Surat Kaleng #6 untuk Pagi


Selamat pagi, Pagi.

Tidak perlu aku tanyakan kabarmu, karena sedikit banyak aku tau bagaimana keadaan mu sekarang.

Dari selentingan, Matahari diculik dari Pagi ya? Sebenarnya diculik yang lain atau memang matahari sudah tidak mau dengan mu lagi, Pagi? Jangan bilang matahari mau berpindah haluan, matahari ada di malam hari. Ah tidak bisa tidak boleh, Tuhan kan sudah menciptakan segalanya berpasang-pasangan sejak awal.

Katanya matahari tidak lagi hangat, matahari membuat pagi kepanasan. Pagi sering keringatan, sering ada yang menetes dari atas sana, itu keringat atau hujan atau jangan-jangan air mata? Wah kalau airmata berarti kita sama dong, Pagi. Aku juga lagi suka menangis.
Kita menangis untuk hal yang sama.


Kehilangan.


Pagi, kau kehilangan matahari mu dan aku juga kehilangan matahari ku. Ha-Ha lucu ya. Sekarang suasananya mendung terus. Aku sudah tidak sesemangat dulu lagi, bawannya ingin marah-marah terus. Pagi, kapan-kapan kita protes yuk. Kita bawa spanduk besar, tulisannya 'Kembalikan Matahari Ku'. Nanti kita teriak sekencang-kencangnya pakai speaker mushola, sepertinya kalau kita pinjam sebentar tidak masalah asal kita ada izin saja dengan pengurusnya. Kita bisa bakar ban bekas ditengah jalan, bisa bawa batu untuk lempar sana lempar sini, bisa melalukan apa saja untuk protes, semacam demo begitulah. Tapi Pagi, jangan sampai kita meniru mereka yang sampai menjahit mulutnya segala, itukan sakit, aku hanya tidak ingin lebih sakit. Eum bodoh sekali! Kita kan belum tau harus protes dengan siapa? Harus dengan Tuhan? Kalau setiap sakit hati harus lari ke Tuhan, kasihan kan Tuhan juga butuh waktu untuk mengobati luka hatinya sendiri. Lalu ke gedung DPR? Ke pabrik? Ke perusahaan? Ah nanti mereka kira kita karyawan yang ingin bonus semata. Kita hanya butuh cinta kan, Pagi.

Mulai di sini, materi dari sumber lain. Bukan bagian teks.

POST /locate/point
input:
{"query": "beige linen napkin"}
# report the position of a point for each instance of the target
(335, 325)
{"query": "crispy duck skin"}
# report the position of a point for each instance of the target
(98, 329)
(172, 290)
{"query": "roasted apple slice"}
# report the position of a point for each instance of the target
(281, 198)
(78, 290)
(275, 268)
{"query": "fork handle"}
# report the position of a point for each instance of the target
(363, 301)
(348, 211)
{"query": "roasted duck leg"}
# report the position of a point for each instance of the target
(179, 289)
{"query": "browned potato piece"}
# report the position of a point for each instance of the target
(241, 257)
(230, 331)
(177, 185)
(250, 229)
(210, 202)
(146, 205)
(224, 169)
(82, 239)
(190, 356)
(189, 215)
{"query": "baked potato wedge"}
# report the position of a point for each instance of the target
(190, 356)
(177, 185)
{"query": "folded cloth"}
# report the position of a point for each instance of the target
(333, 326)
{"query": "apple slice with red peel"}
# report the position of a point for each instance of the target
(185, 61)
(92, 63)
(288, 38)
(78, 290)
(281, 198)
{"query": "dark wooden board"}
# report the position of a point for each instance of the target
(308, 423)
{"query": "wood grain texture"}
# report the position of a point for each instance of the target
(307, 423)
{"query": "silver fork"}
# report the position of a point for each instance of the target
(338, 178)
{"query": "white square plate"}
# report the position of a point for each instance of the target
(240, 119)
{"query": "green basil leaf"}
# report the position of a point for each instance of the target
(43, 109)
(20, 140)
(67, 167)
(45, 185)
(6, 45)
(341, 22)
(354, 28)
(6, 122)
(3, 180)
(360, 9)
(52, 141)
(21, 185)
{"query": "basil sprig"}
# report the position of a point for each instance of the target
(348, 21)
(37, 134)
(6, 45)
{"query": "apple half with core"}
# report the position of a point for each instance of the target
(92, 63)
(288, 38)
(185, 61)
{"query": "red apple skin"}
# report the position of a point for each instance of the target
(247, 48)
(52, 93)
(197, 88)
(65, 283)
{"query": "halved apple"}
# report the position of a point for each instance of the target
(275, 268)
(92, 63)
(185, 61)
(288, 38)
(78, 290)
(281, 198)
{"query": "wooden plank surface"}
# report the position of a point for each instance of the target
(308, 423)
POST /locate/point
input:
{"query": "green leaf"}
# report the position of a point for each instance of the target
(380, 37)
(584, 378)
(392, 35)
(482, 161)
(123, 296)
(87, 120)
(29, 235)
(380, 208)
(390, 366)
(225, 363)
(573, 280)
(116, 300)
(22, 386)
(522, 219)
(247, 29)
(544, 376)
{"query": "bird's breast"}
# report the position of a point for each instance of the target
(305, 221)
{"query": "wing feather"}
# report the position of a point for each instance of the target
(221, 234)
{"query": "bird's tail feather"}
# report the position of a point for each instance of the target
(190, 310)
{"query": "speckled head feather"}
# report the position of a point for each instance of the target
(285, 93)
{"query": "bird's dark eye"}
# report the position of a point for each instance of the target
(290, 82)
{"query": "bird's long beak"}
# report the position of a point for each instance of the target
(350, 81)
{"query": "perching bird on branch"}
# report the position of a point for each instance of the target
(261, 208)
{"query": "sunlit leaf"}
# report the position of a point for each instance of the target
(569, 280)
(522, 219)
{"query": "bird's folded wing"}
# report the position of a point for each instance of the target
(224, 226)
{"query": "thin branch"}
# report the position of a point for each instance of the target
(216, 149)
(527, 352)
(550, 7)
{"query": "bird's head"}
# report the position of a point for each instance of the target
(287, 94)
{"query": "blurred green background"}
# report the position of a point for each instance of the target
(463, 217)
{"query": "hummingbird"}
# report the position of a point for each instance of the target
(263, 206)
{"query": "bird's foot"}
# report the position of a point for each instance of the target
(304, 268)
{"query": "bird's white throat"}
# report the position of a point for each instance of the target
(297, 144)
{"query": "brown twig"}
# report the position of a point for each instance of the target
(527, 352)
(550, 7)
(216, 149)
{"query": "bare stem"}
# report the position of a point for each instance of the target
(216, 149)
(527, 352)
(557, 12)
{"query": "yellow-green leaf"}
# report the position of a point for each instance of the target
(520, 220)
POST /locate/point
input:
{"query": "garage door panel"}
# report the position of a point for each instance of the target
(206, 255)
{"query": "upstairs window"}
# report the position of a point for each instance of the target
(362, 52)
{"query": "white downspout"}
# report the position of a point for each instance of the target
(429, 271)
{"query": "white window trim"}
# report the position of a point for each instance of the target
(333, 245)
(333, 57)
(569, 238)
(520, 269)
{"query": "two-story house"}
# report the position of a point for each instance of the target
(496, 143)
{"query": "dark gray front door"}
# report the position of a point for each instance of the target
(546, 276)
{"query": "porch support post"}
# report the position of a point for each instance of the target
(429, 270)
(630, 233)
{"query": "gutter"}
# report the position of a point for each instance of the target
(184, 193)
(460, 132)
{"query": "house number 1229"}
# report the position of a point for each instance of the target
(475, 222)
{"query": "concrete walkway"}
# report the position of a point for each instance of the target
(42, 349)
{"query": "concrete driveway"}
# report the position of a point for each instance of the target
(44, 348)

Namun, ini masalah perasaan.
Perasaan tidak bisa dipaksakan.
Kalau dipaksakan nanti berantakan.
Ah berantakan sekalipun tidak ada yang memperdulikan.

Lalu, apa rencanamu selanjutnya, Pagi, untuk merebut matahari mu kembali? Kamu mau diam saja, mau jalan ditempat, mau saja dilompati siang, mau terus-terusan mendung, mau membuat teh celupku lekas dingin, mau tetap melaksanakan semua rencana pasif mu itu? Kamu yakin?

Kalau boleh menyela, rencana ku sih tidak jauh beda dengan mu, Pagi. Aku mau pasif saja. Kan tadi aku sudah bilang, Tuhan menciptakan semuanya berpasang-pasangan sejak awal. Jadi kalau memang jodoh tidak akan kemana kok. Siapa tau Pagi bisa mendapatkan mataharinya kembali, dan aku bisa mendapatkannya kembali.

Yasudah kalau begitu rencana protes bersamanya gagal saja. Lebih baik sekarang kita berdoa bersama agar Tuhan mau menjodohkan kita dengan matahari impian kita masing-masing, amin.

Sudah dulu ya, sampai bertemu untuk menangis bersama di pagi berikutnya, Pagi.